Konzentierte Aktion von UEFA und NATO

Es heißt, internationale Fußballturniere sind hervorragend dazu geeignet, um bestimmte Dinge politisch über die Bühne zu bringen. Immer wieder einmal wurde eine unangenehme Rentenreform, die Aufhebung von Individualrechten, die Verschärfung von Polizeigesetzen oder ein umstrittenes Bankengesetz genau dann im Bundestag verabschiedet, wenn die Deutschen während eines Turniers um Titel kämpften. Denn wenn der Ball rollt, dann ist hierzulande Ausnahmezustand. Dann geht es primär um das Thema Fußball und sekundär um die Frage, wie alles um den Fußball herum organisiert werden kann, von der Arbeit bis zur Familie. Was sich da im Parlament tut, ist für das Gros außerhalb des Aufmerksamkeitsfokus.

Was es bisher nicht gab war der Versuch, Politik direkt über die Kommunikation des Fußballereignisses selbst machen zu wollen. Das Sujet ist zu heikel, als dass es hinter dem Rücken der Bevölkerung vollzogen werden könnte. Um letztendlich kriegerische Handlungen vorbereiten zu können, muss vorher emotional richtig aufgeladen werden. Die Krawalle, verursacht durch Hooligans, sollen den Vorwand liefern, um Aktionen zu rechtfertigen, die von psychologischer Kriegsführung bis hin zur harten Kriegsvorbereitung reichen.

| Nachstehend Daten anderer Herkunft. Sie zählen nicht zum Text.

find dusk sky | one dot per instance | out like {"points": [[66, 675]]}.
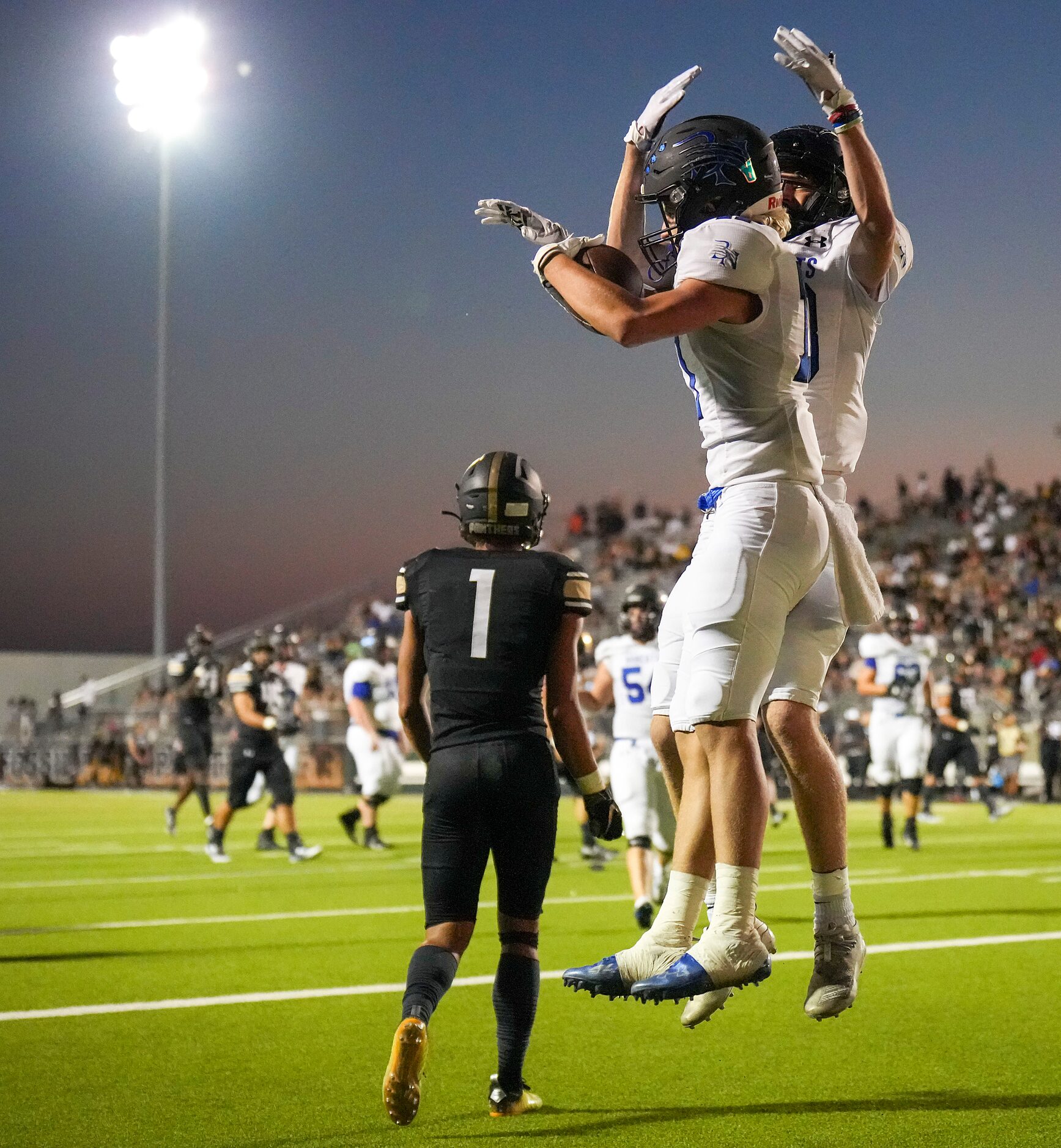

Drei Tage lang hielten englische Fans die Stadt Marseille in Atem. Zumeist betrunken randalierten sie im öffentlichen Raum und legten sich sowohl mit französischen Sicherheitskräften als auch mit französischen Fans an. Am dritten Tag, dem des Spiels gegen Russland, trafen die russischen Fans ein, die an Gewaltbereitschaft den englischen Hooligans nicht nachstanden. Die Folge waren bürgerkriegsähnliche Zustände in der Stadt. Als beim Abspielen der Hymne die russische von englischen Fans gnadenlos niedergepfiffen wurde und sich viele englische Journalisten noch für das inakzeptable Verhalten entschuldigten, hätte klar werden sollen, dass da etwas inszeniert wurde, was nachher mit Bildern leider nicht belegt werden konnte. Fazit: Die Russen waren die Krawallmacher.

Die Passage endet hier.